Avant son arrivée à Khimki, Shved nous avait toujours semblé être un meneur-arrière plutôt gestionnaire, utilisant sa grande taille pour distribuer le ballon. Il n'avait jamais tourné à plus de 10 points par match, c'était en 2011/2012. Un leurre, donc. Shved attendait simplement qu'on lui laisse les clés du camion et qu'il puisse jouer son jeu à hauts risques sans entrave, en club et avec son pays.
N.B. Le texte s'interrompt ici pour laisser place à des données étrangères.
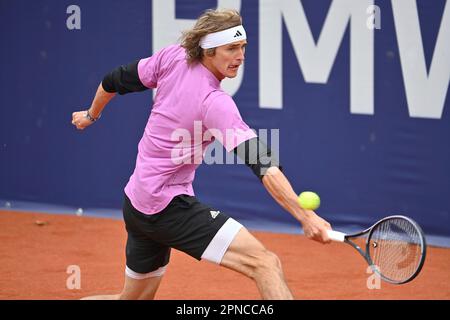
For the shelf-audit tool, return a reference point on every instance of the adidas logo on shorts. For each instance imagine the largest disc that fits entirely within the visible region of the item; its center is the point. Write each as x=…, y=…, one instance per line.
x=214, y=214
"On lui a demandé d'être moins perso !"

Ce jeu, fait d'une inlassable percussion qui fatigue la défense adverse, d'une technique très au dessus de la moyenne, d'un bon tir extérieur (quoique par séries) et d'une superbe vision du jeu, s'exprime pleinement avec une Russie un peu exsangue, après les retraites des anciennes gloires Kirilenko, Khryapa et Monya. Sergey Bazarevich n'avait d'autre choix que de tout faire reposer sur Shved - bien épaulé, il est vrai, par le grand Timofey Mozgov. Il faut toutefois encore gérer le talentueux arrière, boule d'énergie et d'émotions, souvent passif en défense, comme lors du 1/4 de finale lorsque Bazarevich lui fera cirer un peu le banc pour le calmer en plein 4e quart-temps, avant de le remettre en jeu à la toute fin.

"Le seul ennemi d'Alexey est lui-même", analyse Kirilenko. "C'est un super joueur et un super gars. Il a simplement dû apprendre à canaliser ses émotions, car il est une étincelle vivante, il a parfois tendance à trop les faire transparaitre. Il doit être constant, et continuer de faire l'effort de mixer son jeu, pas juste scorer. Mais il sait tout faire."

Les 12 passes décisives (avec 27 points, pour une seule balle perdue !) de Shved en 1/8e de finale face à la Croatie, ont montré qu'il avait entendu le message.  "On lui a demandé d'être moins perso" révélait Andrey Vorontsevitch après le désossage des Croates 101-78. La foi des Russes en leur maestro, désormais plus altruiste, sera en tout cas une nouvelle fois totale ce soir face à la Serbie - privée de Milos Teodosic -, pour espérer retrouver la finale de l'Euro.